Perjuangan Hidup : Cahyo, Kami Bersamamu Nak…
Cahyo Awwali Ardandi, remaja Dusun Gobog Desa Gunungsari Kecamatan Kaliori menerima bantuan dari pemerintah, Kamis (13/06).
Cahyo Awwali Ardandi, remaja Dusun Gobog Desa Gunungsari Kecamatan Kaliori menerima bantuan dari pemerintah, Kamis (13/06).

Kaliori – Kegigihan Cahyo Awwali Ardandi, remaja penyandang disabilitas dari Dusun Gobog Desa Gunungsari Kecamatan Kaliori patut menjadi contoh. Di tengah keterbatasan fisik, ia semangat berjualan kebab. Kebab merupakan hasil buatan ia dan neneknya, Mbah Gini (70 tahun).

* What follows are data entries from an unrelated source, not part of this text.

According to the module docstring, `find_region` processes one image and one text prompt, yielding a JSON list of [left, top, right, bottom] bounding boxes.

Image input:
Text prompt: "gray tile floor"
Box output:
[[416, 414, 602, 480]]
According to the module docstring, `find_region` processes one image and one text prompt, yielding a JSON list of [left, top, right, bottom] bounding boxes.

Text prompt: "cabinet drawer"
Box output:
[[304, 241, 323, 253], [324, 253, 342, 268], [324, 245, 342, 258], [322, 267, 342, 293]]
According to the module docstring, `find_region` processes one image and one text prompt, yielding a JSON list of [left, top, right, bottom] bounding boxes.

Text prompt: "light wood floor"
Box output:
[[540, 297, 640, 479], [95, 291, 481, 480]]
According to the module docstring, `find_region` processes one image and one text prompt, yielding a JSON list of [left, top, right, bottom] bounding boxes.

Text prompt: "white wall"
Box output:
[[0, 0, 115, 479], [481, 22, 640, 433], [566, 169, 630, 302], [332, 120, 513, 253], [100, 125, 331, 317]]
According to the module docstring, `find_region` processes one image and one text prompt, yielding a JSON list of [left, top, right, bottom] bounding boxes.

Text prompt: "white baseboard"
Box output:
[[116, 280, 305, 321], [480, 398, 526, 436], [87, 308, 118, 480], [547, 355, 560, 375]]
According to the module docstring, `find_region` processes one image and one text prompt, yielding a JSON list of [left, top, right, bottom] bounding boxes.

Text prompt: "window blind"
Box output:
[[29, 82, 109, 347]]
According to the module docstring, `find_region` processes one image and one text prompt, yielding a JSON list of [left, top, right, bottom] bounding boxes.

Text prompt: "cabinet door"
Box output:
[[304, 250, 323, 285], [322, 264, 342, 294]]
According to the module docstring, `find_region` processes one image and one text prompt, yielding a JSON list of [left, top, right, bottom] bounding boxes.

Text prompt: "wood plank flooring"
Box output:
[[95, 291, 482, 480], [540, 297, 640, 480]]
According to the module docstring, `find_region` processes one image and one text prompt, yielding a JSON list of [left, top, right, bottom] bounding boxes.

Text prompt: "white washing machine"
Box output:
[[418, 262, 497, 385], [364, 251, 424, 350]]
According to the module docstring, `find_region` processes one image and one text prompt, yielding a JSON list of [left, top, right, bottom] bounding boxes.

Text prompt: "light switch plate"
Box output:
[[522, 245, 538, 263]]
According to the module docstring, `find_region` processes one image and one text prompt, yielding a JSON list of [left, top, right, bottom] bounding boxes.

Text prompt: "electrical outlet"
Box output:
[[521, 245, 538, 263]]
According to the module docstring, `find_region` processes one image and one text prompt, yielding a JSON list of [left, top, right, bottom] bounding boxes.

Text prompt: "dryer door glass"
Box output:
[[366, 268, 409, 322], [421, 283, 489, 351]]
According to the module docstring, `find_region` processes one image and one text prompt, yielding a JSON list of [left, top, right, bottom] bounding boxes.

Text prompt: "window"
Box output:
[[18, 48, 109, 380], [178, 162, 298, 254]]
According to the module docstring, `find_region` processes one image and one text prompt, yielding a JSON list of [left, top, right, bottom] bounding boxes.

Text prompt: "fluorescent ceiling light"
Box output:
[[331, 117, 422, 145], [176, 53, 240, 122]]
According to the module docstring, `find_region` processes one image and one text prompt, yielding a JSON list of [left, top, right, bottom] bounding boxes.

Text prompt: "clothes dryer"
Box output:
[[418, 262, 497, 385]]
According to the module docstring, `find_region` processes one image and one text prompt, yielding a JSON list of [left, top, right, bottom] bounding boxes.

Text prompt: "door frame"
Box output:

Cahyo selama ini hanya tinggal berdua dengan sang nenek sejak usia 2 tahun, setelah orang tuanya berpisah.

Kisah perjuangan hidupnya, menggugah simpati banyak pihak. Dinas Sosial Pemberdayaan Perempuan Dan Keluarga Berencana Kabupaten Rembang bersama Kementerian Sosial melalui Sentra Margo Laras Pati memberikan dukungan kepada Cahyo.

Mereka tidak hanya membantu usaha kebab agar berkembang, tetapi juga menyerahkan sepeda listrik roda tiga, hari Kamis (13 Juni 2024).

Ada pula bantuan peralatan dan perlengkapan sekolah, guna memastikan Cahyo tetap bisa melanjutkan sekolah, setelah lulus dari SMP N 2 Kaliori.

Cahyo mengaku sangat senang. Ia bahkan langsung mencoba sepeda listrik roda tiga tersebut.

“Alhamdulillah senang, bisa untuk sekolah dan cari rejeki. Jualan kebab, air mineral dan kopi,” ungkapnya.

Cahyo menambahkan sudah mendaftar di SMK N 1 Rembang, berkat bantuan dari pemerintah, sehingga tidak lagi khawatir akan putus sekolah.

“Bagaimana tidak bingung, gimana ya, biayanya itu lo. Terima kasih untuk pemerintah telah membantu,” ucap remaja 16 tahun ini.

Wahyu Sri Pamarto Putro, Pekerja Sosial Sentra Margo Laras, menangkap keinginan kuat Cahyo untuk melanjutkan sekolah ke SMK, sehingga harus difasilitasi.

“Kami bersama Dinsos PPKB mengadvokasi hak Cahyo terkait menempuh pendidikan ke jenjang lebih lanjut. Dengan pertimbangan jarak yang lebih dekat dengan rumahnya, akhirnya kami daftarkan ke SMK N 1 Rembang melalui jalur inklusi, alhamdulillah hasil asesmen Dinas Pendidikan Provinsi, Cahyo masih mampu mengikuti pelajaran,” terangnya.

Terkait bantuan sepeda listrik roda tiga dengan box kaca, Wahyu menimpali akan memudahkan Cahyo saat berjualan dan juga sebagai sarana transportasi ke sekolah.

“Cahyo ini kalau Sabtu Minggu jualan dan menempuh jarak yang jauh, ngojek dan jalan kaki, jadi kami bantu sepeda listrik ini. Selain untuk jualan juga bisa digunakan sekolah,” tambahnya.

Sementara itu Kepala Dinsos PPKB Rembang, Prapto Raharjo mengatakan menggulirkan program Ayang Mesra (Pelayanan Penyandang Pemerlu Kesejahteraan Sosial), yaitu pendataan penyandang disabilitas melalui admin desa. Dari data itu, pihaknya bisa mengetahui apa yang dibutuhkan mereka.

“Apakah mereka butuh alat bantu, modal usaha. Kita bantu fasilitasi ke pihak-pihak yang akan membantu. Kita galang melalui CSR, kalau sifatnya vertikal dinas sosial provinsi dan kementerian sosial melalui sentra margo laras Pati,  seperti yang kita lakukan kepada cahyo,” beber Prapto. (Musyafa Musa).